Салон недобрых услуг, стр. 13

– Утюгом каким-то книги стоят, – шепнул мне Алешка.

– Ледоколом, – шепнул ему я.

И в самом деле – средняя книга вовсю вылезла вперед, до самого края полки; две по бокам от нее вылезли поскромнее, отстали немножко. И остальные отставали все больше и больше. Углом таким книги выперли. Наверное, Мариша думала, что так очень красиво и оригинально. И мне опять стало немного ее жаль.

Да, книг у нее было мало, наверное, десять. Зато было много телевизора. Он как бы заменял одну стену, черную.

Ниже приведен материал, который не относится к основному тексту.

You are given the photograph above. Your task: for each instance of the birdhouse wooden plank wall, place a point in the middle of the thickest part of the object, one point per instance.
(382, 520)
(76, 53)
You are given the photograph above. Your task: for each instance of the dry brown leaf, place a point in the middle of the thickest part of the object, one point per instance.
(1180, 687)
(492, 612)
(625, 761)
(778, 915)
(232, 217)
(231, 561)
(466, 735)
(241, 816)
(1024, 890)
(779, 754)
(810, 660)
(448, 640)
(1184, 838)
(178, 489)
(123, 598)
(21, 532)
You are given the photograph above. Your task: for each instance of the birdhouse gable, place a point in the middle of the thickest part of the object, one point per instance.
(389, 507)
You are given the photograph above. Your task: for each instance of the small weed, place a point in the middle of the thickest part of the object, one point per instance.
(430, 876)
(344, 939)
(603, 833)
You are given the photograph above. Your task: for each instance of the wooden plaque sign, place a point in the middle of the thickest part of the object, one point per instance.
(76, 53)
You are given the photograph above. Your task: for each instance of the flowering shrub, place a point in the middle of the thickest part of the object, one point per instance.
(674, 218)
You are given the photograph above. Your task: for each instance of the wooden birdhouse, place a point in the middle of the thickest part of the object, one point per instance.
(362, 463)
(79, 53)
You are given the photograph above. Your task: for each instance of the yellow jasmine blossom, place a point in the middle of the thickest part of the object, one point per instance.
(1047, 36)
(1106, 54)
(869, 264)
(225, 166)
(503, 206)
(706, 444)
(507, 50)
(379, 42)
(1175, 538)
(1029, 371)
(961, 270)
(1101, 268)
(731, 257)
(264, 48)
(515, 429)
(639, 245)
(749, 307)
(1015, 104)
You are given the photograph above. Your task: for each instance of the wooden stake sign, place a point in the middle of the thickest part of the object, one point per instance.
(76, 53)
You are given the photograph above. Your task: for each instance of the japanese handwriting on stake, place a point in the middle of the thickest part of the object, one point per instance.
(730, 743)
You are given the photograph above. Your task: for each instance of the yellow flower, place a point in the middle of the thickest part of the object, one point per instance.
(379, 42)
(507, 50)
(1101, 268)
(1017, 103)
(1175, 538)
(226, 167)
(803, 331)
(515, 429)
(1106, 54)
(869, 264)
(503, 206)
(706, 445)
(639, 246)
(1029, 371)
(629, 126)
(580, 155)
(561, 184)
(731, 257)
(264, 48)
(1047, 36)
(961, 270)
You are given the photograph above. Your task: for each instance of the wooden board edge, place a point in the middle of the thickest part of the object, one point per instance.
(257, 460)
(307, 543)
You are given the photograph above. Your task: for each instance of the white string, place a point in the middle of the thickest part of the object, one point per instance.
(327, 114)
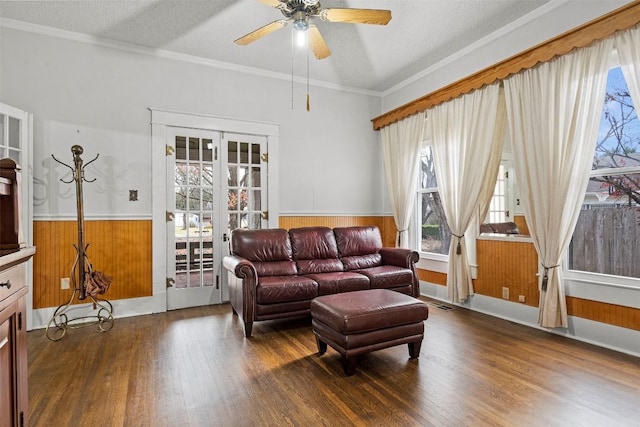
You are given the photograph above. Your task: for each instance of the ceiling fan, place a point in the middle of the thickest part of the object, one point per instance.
(302, 12)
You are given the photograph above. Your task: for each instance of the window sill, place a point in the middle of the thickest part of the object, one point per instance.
(440, 264)
(523, 238)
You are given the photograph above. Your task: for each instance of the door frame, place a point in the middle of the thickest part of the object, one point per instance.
(161, 120)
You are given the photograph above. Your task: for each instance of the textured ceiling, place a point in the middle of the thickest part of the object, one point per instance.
(369, 57)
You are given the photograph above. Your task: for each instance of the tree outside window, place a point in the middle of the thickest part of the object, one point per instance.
(607, 235)
(435, 236)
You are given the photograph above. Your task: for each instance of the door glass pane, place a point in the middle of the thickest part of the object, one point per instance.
(2, 117)
(14, 132)
(255, 154)
(245, 192)
(194, 202)
(255, 200)
(232, 176)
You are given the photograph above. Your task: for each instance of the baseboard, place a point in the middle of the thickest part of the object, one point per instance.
(601, 334)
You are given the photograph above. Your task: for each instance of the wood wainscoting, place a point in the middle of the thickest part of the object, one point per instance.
(118, 248)
(507, 264)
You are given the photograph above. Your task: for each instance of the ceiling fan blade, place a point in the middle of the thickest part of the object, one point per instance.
(261, 32)
(272, 3)
(318, 45)
(357, 16)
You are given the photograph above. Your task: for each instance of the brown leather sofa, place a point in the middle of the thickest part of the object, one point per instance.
(275, 273)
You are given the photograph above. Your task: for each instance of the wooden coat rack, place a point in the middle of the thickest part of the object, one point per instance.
(60, 321)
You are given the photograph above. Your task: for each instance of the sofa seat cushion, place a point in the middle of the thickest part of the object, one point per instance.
(359, 246)
(315, 250)
(275, 289)
(333, 283)
(268, 249)
(387, 276)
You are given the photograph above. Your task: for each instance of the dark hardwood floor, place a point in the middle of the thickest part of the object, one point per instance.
(194, 367)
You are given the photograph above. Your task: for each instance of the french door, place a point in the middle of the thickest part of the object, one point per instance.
(216, 182)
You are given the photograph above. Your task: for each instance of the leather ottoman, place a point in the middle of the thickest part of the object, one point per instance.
(354, 323)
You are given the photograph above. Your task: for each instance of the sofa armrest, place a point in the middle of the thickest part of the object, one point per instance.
(405, 258)
(241, 267)
(243, 279)
(400, 257)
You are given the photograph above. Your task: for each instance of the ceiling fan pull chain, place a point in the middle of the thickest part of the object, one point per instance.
(308, 43)
(292, 54)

Как бы домашний кинотеатр. Как бы черный квадрат во всю стену. И Мариша начала им хвалиться. Как людоед с далекого острова хвалится ржавой консервной банкой.

Когда Мариша включила этот телевизор, мы даже от него немного шарахнулись. Очень непривычно было. Все люди на экране были в натуральную величину. И нам показалось, что Мариша не включала никакой телевизор, а просто отдернула штору в соседнюю комнату.

– А вот мой триумф, – сказала она и вставила в видак кассету. – На подиуме в Лопушанске.

Триумф... На подиуме... Нашла что показывать. Мало того что съемка явно любительская, так и зрелище было довольно жалкое. Самодеятельность.

Но Мариша все-таки выглядела. Особенно в хрустальной короне набекрень и в красной ленте через плечо.

– А сейчас меня Аркаша поцелует. Он там как бы в жюри был. И прямо с подиума меня в церковь потащил. Венчаться. Клево, да? Как в сериале.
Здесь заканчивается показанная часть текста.